• 97
    ligde yine kendi sahamızda kaybettiğimiz 16 kasım 2012 galatasaray kardemir karabükspor maçından hiçbir farkı yoktu; ne bir gram eksik ne bir gram fazla. yine ortaya futbol adına hiçbir şey koyamadık, yine sahada ne yaptığını bilmeyen, şuursuz, hiçbir atak organizasyonu olmayan birbirinden kopuk 11 oyuncu vardı. takımın 45 dakikalık görüntüsünü izleyen hemen hemen herkes bu maçta gol atmamızın mucizelere bağlı olduğunu, karambole 1 gol atsak bile ikincisinin gelmeyeceğini biliyordu. bunun sebepleri ne olabilir peki? yetenek farkı desek karşımızdaki takım 1461 trabzon; o zaman geriye de yenilginin asıl sebebi olan mental eksiklik kalıyor. maalesef oyuncular bu maçı ciddiye almamış ve psikolojik olarak iyi hazırlanmamışlar. oyuncuları maça hazırlaması beklenen kişiler de tahmin edeceğiniz üzere teknik ekip.

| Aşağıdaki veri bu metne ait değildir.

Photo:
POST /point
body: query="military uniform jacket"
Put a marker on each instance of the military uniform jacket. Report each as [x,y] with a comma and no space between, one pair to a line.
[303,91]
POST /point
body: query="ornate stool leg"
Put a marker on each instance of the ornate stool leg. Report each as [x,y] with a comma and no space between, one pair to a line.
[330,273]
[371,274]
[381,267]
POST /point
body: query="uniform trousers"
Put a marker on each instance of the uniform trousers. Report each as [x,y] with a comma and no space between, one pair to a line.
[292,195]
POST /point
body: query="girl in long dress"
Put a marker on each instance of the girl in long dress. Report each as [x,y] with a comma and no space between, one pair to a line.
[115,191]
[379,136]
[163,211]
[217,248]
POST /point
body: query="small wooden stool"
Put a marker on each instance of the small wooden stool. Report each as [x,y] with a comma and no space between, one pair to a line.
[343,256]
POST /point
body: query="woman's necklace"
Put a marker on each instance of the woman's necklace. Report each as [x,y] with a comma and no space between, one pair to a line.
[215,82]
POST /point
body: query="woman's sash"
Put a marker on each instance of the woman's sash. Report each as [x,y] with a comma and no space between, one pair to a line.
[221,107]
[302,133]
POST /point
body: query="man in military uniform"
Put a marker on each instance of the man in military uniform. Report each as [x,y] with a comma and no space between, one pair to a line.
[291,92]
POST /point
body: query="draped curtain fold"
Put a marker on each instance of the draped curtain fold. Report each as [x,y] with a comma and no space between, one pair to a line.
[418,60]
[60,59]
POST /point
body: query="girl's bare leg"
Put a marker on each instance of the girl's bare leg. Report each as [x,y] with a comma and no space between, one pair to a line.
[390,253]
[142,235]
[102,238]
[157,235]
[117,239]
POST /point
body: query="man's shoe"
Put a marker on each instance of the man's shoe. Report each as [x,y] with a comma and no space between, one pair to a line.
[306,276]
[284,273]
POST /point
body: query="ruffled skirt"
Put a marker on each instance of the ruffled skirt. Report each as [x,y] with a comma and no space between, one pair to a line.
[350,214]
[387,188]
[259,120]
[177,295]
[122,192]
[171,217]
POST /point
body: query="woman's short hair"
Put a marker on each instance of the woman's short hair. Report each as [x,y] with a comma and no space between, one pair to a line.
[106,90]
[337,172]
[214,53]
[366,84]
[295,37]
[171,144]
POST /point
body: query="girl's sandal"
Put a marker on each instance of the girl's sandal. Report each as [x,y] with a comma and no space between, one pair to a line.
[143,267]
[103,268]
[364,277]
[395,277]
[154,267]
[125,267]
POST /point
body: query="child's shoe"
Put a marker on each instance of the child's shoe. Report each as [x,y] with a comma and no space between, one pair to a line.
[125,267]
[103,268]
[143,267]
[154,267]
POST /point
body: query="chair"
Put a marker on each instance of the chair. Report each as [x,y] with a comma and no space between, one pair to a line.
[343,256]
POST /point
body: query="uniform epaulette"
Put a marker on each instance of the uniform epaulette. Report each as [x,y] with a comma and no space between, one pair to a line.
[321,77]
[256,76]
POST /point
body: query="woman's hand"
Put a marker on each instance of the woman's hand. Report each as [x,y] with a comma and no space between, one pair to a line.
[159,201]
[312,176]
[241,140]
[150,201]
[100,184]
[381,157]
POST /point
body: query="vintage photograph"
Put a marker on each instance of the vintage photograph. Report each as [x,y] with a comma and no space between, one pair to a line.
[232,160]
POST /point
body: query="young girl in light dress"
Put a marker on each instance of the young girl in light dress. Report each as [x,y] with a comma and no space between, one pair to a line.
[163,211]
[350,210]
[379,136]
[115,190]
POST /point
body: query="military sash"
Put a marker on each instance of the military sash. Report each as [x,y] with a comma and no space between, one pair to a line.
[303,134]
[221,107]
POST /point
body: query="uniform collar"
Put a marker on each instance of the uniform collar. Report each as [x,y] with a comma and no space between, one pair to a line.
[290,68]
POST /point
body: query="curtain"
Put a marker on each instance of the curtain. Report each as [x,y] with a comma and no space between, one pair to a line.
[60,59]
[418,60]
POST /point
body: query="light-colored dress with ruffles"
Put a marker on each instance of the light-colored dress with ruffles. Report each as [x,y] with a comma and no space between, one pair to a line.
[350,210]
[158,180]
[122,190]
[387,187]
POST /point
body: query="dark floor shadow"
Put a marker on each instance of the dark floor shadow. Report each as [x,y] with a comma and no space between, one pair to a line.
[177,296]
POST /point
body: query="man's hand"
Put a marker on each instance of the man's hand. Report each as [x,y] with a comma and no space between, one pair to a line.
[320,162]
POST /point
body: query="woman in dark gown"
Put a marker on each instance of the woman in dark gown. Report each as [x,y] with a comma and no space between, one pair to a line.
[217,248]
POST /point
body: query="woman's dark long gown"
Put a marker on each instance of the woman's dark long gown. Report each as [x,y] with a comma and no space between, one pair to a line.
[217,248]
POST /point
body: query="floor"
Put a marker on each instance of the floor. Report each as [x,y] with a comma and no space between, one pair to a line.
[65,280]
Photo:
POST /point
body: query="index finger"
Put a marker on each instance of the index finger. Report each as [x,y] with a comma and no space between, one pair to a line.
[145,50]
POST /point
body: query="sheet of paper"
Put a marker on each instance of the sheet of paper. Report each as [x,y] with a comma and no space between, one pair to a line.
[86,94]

    70-75 dakika sahada yatan bir takım vardı; geriye kalan 20 dakikada top oynayıp "vah efendim, 2 topumuz direkten döndü, penaltımız verilmedi" falan diye ağlamak da biraz yanıltıcı oluyor. asıl sorulması gereken sorular takımın 70 dakika neden yattığı, sahada gol atmayı geçtim neden doğru düzgün rakip kaleye bile gidemediğidir; 18 kişilik kadromuzda neden yalnızca 2 forvet bulunduğudur; es kaza bir tanesinin sakatlık veya kart gereği oyun dışı kalması durumunda yerine kimin gireceğidir; eşek yüküyle para alan oyuncuların neden her maç aynı ciddiyetle oynamak zorunda olduklarını bilmemeleri, neden maç seçtikleridir. "ama taraftar da maç seçiyor" demesin kimse; evet, ben 6.30'da tribündeki yerimi aldığımda statta toplasan 4 - 5 bin taraftar anca vardı, ama takımın bu maçları alması için de taraftara ihtiyaç duymaması gerek diye düşünüyorum. takım 75 dakikalık bölümde kazanma arzusunun zerresini sahada gösteremiyorsa, bunun sebebini boş tribünlerden önce farklı yerlerde aramalıyız bence.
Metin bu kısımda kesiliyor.